Of the four species in Pronolagus, the Natal red rock hare is the most basal (closest to the base of the phylogenetic tree), followed by Jameson's red rock hare, Smith's red rock hare, and finally Hewitt's red rock hare. Studies in the 1990s discovered evidence of separate genetic lineages in P. rupestris, which led to the separation of P. saundersiae as a distinct species. These two species do not overlap in distribution, and can be distinguished by differences in skeletal morphology.

==Characteristics==
The red rock hares are of varying size, but are readily distinguished from other leporids in Southern Africa by their reddish-brown to dark brown colored tail and short (63–109 mm) ears. Their fur is grey near the head and reddish along the limbs. Some characteristics of animals in this genus include the lack of an interparietal bone in adults, a mesopterygoid space which is narrower than the minimal length of the hard palate, and the lack of a stripe along its jaw.

==Distribution and habitat==
The varied and often disjunct distribution of the red rock hares has been attributed to the rocky habitat of the species within the genus, as they do not inhabit plains or forests. Red rock hares are found in rocky kopjes, hills and mountainsides where scrub and grass is available. They rarely venture far from this habitat.

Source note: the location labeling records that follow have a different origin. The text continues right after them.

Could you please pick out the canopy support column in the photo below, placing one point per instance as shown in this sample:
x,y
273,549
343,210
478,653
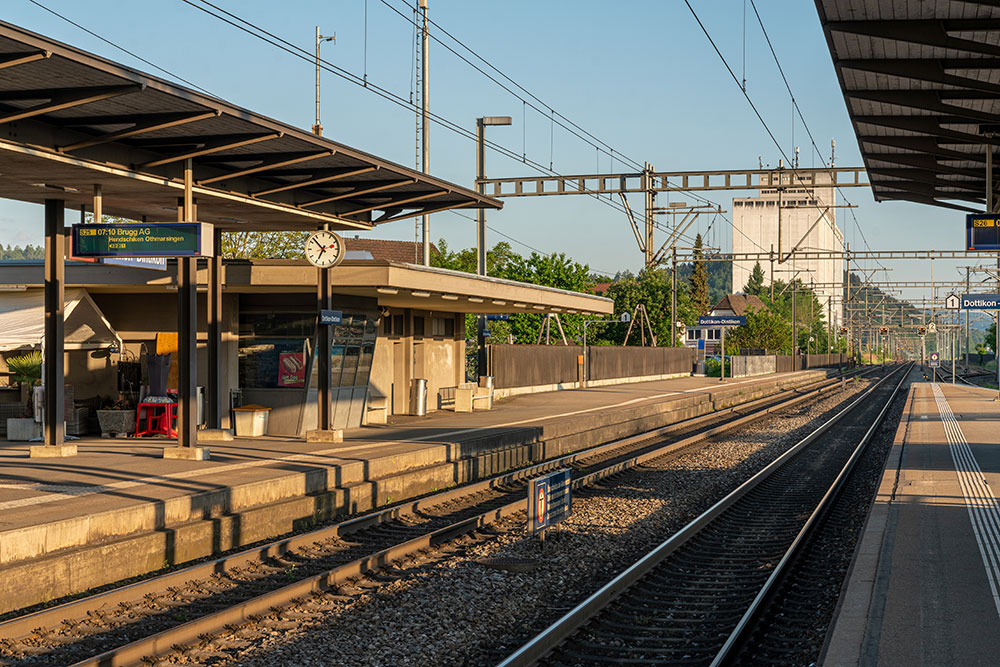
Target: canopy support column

== Behavior and ecology ==

Red rock hares are nocturnal, though Jameson's red rock hare has been observed sunning in the early morning. They are herbivorous and are particularly inclined to eating newly sprouted grasses that arise after a fire. Though red rock hares are generally solitary creatures, they have been observed in groups while grazing. Some species, such as Smith's red rock hare, produce sounds when distressed.

In regions where species are sympatric, as is the case in some parts of South Africa, individuals are separated by differing preferences in habitat altitude; Hewitt's red rock hare is generally found at higher altitudes with more rainfall than the other red rock hares, which prefer drier, lower locations.

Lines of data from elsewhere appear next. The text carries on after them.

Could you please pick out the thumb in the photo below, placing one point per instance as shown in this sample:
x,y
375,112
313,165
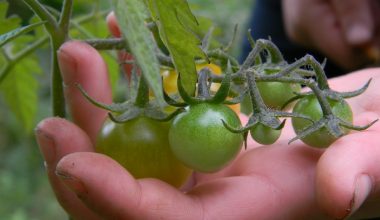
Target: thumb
x,y
109,190
348,175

Breeding seasons vary between species, and some populations of the Natal and Jameson's red rock hare appear to breed year-round. Pregnancies typically result in the production of 1 to 2 young per litter, which are born altricial. Nests are simple and are constructed at the base of shrubs in the rabbit's habitat.

=== Threats ===

The red rock hares are considered abundant throughout their ranges, but are threatened by habitat loss due to expanding commercial plantations. Predators of the red rock hares include carnivores, birds of prey and snakes, such as leopards, Verreaux's eagles, Cape eagle-owls, and pythons.

==Conservation==
Excepting Hewitt's red rock hare, the newest species to be classified as part of Pronolagus, the red rock hares are protected by seasonal hunting regulations that restrict the periods in which these hares can be hunted. There are protected areas and national parks that incidentally intersect with the distributions of each species in Pronolagus. Estimates place the adult population of each species over 10,000, and the International Union for Conservation of Nature (IUCN) considers all four species to be of least concern, but notes that the populations of both the Natal red rock hare and Jameson's red rock hare are decreasing.